In December and January, 21 percent more contracts for condo sales in Manhattan were signed than during the same months a year ago, reported UrbanDigs, an analysis firm.
Flats in the upper east and west sides were most popular, figures show.
The sales boost was propelled by pent-up demand colliding with fewer homes for sale and growing confidence among buyers that the pandemic and economic crisis are ebbing, analysts and brokers told the Wall Street Journal.
Sales cratered by 54 percent in 2020’s second quarter, according to appraisal firm Miller Samuel and sales agency Douglas Elliman.
The city’s population dropped by 70,000 last year, analysis firm Unicast reported. The exodus left a glut of empty units and drove prices down by 20 percent, with the average sale bringing $2.7 million in December, Miller Samuel found.
“With the depletion of inventory, with the vaccine around the corner, people started to see a renewed positive opinion about the health of the city,” Sotheby broker Nikki Field told The New York Times.
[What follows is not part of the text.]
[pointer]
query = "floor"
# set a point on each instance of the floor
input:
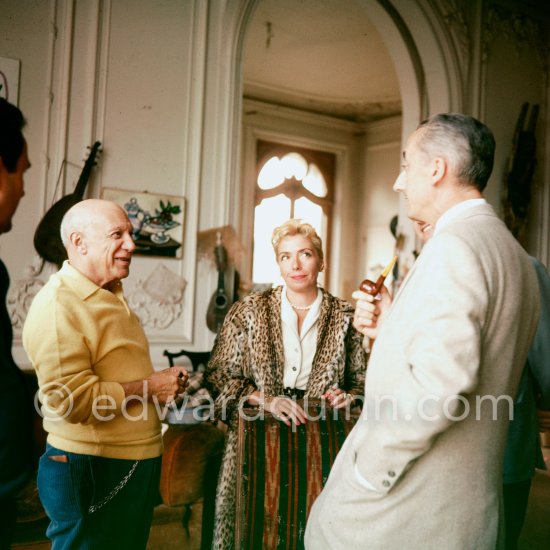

TREND FORECAST: “The health of the city” will not rebound for years. Never before have so many people so quickly vacated Manhattan. 
With working at home becoming an accepted practice of the new millennium following the outbreak of the COVID War, there will be far fewer people commuting back to the city, thus putting downward pressure on both commercial and residential real estate.
As we had long noted before the COVID War broke out, “For Rent” signs for commercial/retail leases were plastered across the borough. 
Also, with tourism, a critical element of Manhattan’s economic foundation, dead and not expected to rebound for years, there will be more downward pressure on the entire real estate market.